Several years ago, when I first heard a biology grad student do it, I thought it was cute and kind of funny. I mean, it sounded as if she were continuing a conversation, rather than answering a question. The first few times you heard it, it jolted you awake. Wakefulness is always a desirable state to be in, unless you’re an insomniac. But then it became annoying. In my mind, “so” belongs in a sentence where it means one thing is a consequence of another. For instance, “His home blew away, SO he was homeless.”
But as the first word in a conversation? “So…” has gone viral, or become a meme, or *something*, and I tried to figure out why. Perhaps people don’t want to be interrupted or thought dumb, so instead of “Well” or “Uh,” they say, “So…” to alert you that they’re about to say something.
Also, how many times lately have you heard a politician or interviewee on TV or radio say, in non-answer to a question, “That’s a great question?” Every day people at City Council meetings are even using it. Good grief, if all the questions people asked before someone said that actually *were* great, fine. But the phrase, repeated several times during an interview or conversation, is not a reflection of the quality of the question. It’s just a speed bump, a breather, a two-second “think of plausible response” tic. “Let me think a second” would sound as if you didn’t know the answer. “Hmm” or the formerly popular “Y’know…” are out of fashion. It seems everyone’s doing the “great question” dodge these days.

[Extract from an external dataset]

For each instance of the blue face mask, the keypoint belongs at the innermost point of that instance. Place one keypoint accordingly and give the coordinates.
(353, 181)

As long as I’m griping about grammar here, the most recent thing that I dislike, even more than anchovies (ugh), is “change up” or “change out,” when “change” alone will do. A person says they’re going to “change up” their workout routine. Or they’re going to “change out” one light bulb for another. My solution: Out with the “out” and the “up.”Finally of course, there’s the ubiquitous “snuck” instead of the perfectly good “sneaked.” Recently I heard someone use “sneaked” as the past tense of “sneak,” and I wanted to hug that person. But the trend is toward “snuck.” Even the OED people have no problem with “snuck.” I question their standards. Question: If your sneakers are worn out, is it okay to say they are “snuckered?” Oh, well, maybe I’m stuck in the 19th century, but I cannot make myself say “snuck,” especially since it’s an ugly, blunt word. Yes, words do have shapes, and some sound lovelier than others.
What other words annoy me? Say, that’s a great question! So… What words or usages drive you up a wall? Let me know, so I can start using them on people who say “snuck!”